The 34-year-old promised he would return for next year's tournament after the thrills and spills of his entertaining debut made him a crowd favourite.

He hopes to make enough money from snooker to buy a house but a second-round exit to Welsh wonder Michael White gave him just £16,000, so moving out of the Sheffield property he shares with four other Thai cuemen will have to wait.

It at least dwarfed the meagre £4,000 he had previously banked in winnings since joining the professional tour at the start of last season.

Twenty-one-year-old qualifier White became the first player to secure a quarter-final berth as he crushed world number 70 Poomjaeng. From 7-1 up overnight he prevailed 13-3, winning with a session to spare.

White made breaks of 71, 83, 73 and 102 to set up a last-eight clash with Ricky Walden or Robert Milkins.

Poomjaeng shook hands with fans on the front row before departing behind the dark curtains to bring an end to a campaign that began with a stunning win against world number five Stephen Maguire.

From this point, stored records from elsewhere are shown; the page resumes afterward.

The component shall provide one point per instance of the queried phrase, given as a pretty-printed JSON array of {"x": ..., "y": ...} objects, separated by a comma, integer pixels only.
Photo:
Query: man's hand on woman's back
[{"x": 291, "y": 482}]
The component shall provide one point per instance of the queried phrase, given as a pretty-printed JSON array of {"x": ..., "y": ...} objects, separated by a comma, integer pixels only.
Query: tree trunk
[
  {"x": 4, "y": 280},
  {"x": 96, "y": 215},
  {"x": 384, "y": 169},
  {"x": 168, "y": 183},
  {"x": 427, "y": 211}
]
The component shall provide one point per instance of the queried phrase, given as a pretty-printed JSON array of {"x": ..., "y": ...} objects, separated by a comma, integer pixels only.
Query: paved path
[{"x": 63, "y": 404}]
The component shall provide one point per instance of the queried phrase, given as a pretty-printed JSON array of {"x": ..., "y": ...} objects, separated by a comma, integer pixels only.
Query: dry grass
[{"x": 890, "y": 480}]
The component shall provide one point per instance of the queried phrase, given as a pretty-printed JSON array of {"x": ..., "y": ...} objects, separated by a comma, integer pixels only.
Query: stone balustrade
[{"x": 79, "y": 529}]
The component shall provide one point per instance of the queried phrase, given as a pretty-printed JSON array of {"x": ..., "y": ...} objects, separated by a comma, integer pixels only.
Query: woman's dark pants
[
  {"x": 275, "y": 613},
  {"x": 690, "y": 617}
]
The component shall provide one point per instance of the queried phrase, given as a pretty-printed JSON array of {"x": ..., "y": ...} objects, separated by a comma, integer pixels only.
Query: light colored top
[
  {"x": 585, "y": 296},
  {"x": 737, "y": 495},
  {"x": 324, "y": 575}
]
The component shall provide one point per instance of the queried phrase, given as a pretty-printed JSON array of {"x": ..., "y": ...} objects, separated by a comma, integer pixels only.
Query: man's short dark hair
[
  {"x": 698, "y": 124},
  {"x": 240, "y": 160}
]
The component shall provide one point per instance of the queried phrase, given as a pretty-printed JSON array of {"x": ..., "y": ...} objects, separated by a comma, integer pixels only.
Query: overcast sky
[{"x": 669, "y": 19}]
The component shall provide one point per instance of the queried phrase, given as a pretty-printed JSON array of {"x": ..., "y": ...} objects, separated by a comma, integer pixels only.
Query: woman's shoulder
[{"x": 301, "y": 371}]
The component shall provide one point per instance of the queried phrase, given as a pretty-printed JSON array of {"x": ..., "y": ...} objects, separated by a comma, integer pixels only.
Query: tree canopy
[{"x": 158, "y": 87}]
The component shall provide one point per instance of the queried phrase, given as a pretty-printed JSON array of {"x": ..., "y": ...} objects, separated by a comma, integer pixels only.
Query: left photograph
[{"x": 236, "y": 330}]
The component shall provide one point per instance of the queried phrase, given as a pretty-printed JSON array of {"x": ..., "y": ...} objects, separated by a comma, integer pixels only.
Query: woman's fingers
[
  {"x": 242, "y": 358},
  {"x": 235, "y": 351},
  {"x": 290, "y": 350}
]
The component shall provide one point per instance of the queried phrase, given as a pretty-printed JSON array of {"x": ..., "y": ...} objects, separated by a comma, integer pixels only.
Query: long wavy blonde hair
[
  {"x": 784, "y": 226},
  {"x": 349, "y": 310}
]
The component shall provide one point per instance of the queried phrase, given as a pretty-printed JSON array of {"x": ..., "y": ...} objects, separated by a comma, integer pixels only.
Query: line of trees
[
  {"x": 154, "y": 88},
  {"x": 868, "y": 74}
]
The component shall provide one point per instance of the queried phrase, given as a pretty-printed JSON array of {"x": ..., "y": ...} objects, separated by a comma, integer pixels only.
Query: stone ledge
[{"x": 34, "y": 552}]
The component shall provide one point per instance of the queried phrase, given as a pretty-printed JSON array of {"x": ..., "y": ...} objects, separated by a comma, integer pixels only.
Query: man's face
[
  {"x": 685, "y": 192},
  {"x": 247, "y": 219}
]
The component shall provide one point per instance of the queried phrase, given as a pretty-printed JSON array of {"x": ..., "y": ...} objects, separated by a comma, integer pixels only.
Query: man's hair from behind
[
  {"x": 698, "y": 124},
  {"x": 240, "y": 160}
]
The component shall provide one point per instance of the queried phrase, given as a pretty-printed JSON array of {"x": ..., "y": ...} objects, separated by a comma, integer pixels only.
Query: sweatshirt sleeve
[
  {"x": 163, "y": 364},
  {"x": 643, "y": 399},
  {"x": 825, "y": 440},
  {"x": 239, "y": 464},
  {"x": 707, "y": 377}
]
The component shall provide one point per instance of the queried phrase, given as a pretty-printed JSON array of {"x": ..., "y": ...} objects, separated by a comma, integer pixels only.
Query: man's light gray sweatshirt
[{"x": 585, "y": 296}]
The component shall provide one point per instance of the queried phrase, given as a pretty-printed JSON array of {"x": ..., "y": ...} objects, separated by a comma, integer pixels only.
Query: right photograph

Last night Poomjaeng played the jester, fluking a black and punching himself in the head, missing a red and letting his head sink to the table in mock mourning for the ball that stayed up, and incredibly losing the fourth frame without a ball being potted.

From an awkward position he failed three times to hit reds, conceding three fouls. Under the game's rules, three misses when the reds can be hit full ball means the frame is conceded.

It is so rarely witnessed, and Poomjaeng said: "I couldn't believe that game myself.

"For the last shot I was trying to play it half-ball but I put on a little bit of side so it swerved, and that meant I lost. Being angry isn't good for me so I clapped myself."

Defeat did not appear to rattle him, with Poomjaeng saying: "I'm okay because it's the first time for me at the Crucible.

"Michael White played well and I started badly. That's why I lost too easily.

"I loved the crowd's reaction to me. I'm so proud that everyone likes me. I love them.

"I'll come back next year. Now I'm going back to Thailand because I miss my family and I miss my daughter a lot.

"I'll buy my family presents. I'm looking for a new house for me but this isn't enough money. If I got to the final that would have been okay, but now I can't do it."

White is bidding to become the first debutant in the World Championship semi-finals since Andy Hicks in 1995.

White, who beat his compatriot Mark Williams in the first round, said: "I'm thrilled. The way I've played in both my matches has been pleasing for me.

"I had to keep in the zone and keep concentration and I felt I did that well all the way through.

"Last night he was joking around a lot but I held it together pretty well."

Rather than return tomorrow morning for a third session against Poomjaeng, he will not play again until Tuesday, when the quarter-finals begin.

"It's an advantage to me to get finished in two sessions," he said. "I can just relax and practice for a few days and just enjoy it."